Recuerda la emoción en el momento del adiós, las manos agitadas y temblorosas de las mujeres y madres al despedir a sus familiares hacía  lo desconocido. La embriagadora sensación de libertad en el momento de verse separado de la tierra firme.

Y ahora, ya hacía meses que estaban encerrados en la cárcel de su transporte al futuro. Habían dejado atrás cantos de sirenas, escollos coralinos de colores fantasiosos, tormentas verdes, moradas, que habías jugado con el barco como si un ordinario juego de canicas fuera. Atrás había quedado ya el invierno, el otoño y la primavera. Y con cada una de esas estaciones, había quedado atrás el sueño y la convicción de llegar al destino prometido tantas y tantas veces, entre las botellas de ron al anochecer, justo antes de caer dormido por el canto de cuna de la luna.

Ya no recordaba cuanto tiempo hacía desde el día que había perdida la esperanza de llegar a algún lugar o, incluso fantasear con la idea de volver a casa. Ya no había vuelta atrás para ellos, sólo el infinito mar que los envolvía; a veces azul, a veces verde, una paleta de tonos aguamarina que llegaban hasta el más oscuro de los grises.
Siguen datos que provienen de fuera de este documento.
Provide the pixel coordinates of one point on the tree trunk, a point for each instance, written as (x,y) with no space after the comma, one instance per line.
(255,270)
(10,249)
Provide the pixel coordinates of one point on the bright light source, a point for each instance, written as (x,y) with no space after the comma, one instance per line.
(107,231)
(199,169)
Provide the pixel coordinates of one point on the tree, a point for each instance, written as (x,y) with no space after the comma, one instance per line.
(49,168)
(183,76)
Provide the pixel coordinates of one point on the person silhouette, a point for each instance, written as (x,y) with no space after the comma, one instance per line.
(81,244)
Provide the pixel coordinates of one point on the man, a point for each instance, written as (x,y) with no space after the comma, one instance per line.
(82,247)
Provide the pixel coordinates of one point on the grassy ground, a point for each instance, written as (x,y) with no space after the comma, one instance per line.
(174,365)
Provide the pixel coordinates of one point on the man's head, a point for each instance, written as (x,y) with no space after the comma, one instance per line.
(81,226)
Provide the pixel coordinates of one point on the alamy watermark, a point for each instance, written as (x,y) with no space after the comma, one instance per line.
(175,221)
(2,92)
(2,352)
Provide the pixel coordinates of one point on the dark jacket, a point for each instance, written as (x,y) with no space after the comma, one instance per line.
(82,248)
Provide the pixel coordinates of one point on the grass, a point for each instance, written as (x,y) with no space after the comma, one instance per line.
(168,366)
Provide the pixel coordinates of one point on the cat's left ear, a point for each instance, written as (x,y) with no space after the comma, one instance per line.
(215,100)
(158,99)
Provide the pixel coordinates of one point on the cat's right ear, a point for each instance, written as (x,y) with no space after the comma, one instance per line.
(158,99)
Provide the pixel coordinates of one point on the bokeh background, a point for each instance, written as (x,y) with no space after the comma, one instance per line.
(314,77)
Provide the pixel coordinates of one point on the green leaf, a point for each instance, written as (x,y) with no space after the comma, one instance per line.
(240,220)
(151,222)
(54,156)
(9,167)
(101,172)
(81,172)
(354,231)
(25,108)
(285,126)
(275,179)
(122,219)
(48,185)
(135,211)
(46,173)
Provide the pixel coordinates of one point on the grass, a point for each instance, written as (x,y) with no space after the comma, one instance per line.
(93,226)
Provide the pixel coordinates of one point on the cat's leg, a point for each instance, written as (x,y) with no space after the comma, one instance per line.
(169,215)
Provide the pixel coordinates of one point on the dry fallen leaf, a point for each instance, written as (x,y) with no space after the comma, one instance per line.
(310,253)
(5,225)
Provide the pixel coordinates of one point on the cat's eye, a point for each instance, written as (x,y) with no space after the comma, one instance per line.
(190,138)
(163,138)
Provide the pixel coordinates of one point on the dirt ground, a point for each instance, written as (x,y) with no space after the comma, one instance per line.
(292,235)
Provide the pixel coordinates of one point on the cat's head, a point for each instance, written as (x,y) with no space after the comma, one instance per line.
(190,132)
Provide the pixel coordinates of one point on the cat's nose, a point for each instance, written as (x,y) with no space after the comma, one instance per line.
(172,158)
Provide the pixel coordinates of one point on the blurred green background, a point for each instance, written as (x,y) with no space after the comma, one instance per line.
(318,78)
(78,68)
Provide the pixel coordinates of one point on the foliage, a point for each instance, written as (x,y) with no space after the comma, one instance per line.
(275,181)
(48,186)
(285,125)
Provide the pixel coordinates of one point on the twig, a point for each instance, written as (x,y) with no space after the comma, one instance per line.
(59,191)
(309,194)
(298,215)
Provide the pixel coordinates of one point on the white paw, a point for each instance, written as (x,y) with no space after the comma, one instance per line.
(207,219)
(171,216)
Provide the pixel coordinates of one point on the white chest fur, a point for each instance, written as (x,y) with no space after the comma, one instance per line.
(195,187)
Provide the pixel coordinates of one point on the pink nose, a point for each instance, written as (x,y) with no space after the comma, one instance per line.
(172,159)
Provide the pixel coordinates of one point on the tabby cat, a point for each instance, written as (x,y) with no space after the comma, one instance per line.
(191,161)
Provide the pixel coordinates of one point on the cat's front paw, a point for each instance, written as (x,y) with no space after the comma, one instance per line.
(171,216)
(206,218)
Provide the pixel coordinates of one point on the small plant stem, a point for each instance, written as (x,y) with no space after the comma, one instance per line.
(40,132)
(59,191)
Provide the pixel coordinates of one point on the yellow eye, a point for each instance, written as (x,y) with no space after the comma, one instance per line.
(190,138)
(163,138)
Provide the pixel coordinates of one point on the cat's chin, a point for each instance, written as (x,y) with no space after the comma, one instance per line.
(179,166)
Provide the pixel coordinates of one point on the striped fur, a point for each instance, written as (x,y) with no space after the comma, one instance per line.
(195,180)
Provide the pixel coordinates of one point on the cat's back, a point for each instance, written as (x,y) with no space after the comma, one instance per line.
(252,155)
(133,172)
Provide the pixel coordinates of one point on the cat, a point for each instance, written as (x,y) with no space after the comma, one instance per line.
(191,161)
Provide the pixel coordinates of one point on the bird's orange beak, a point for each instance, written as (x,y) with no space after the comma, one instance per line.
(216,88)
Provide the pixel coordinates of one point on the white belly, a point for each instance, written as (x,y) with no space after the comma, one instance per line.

Algunas veces, el mar se vestía de gala. Sus escamas liquidas se adornaban de destellos dorados en el día, plateados de noche. Como cualquier muchacha presumida, la mar decoraba su piel con tatuajes de peces, algas y rocas.

Él, miraba el tiempo escolarse por el infinito, perderse entre la diminuta  línea que distinguía el cielo del mar. Ya no pensaba, ya no sufría, ya no añoraba. Solamente podía ser observador del pasar de las horas, absorbiendo esa vida inmóvil.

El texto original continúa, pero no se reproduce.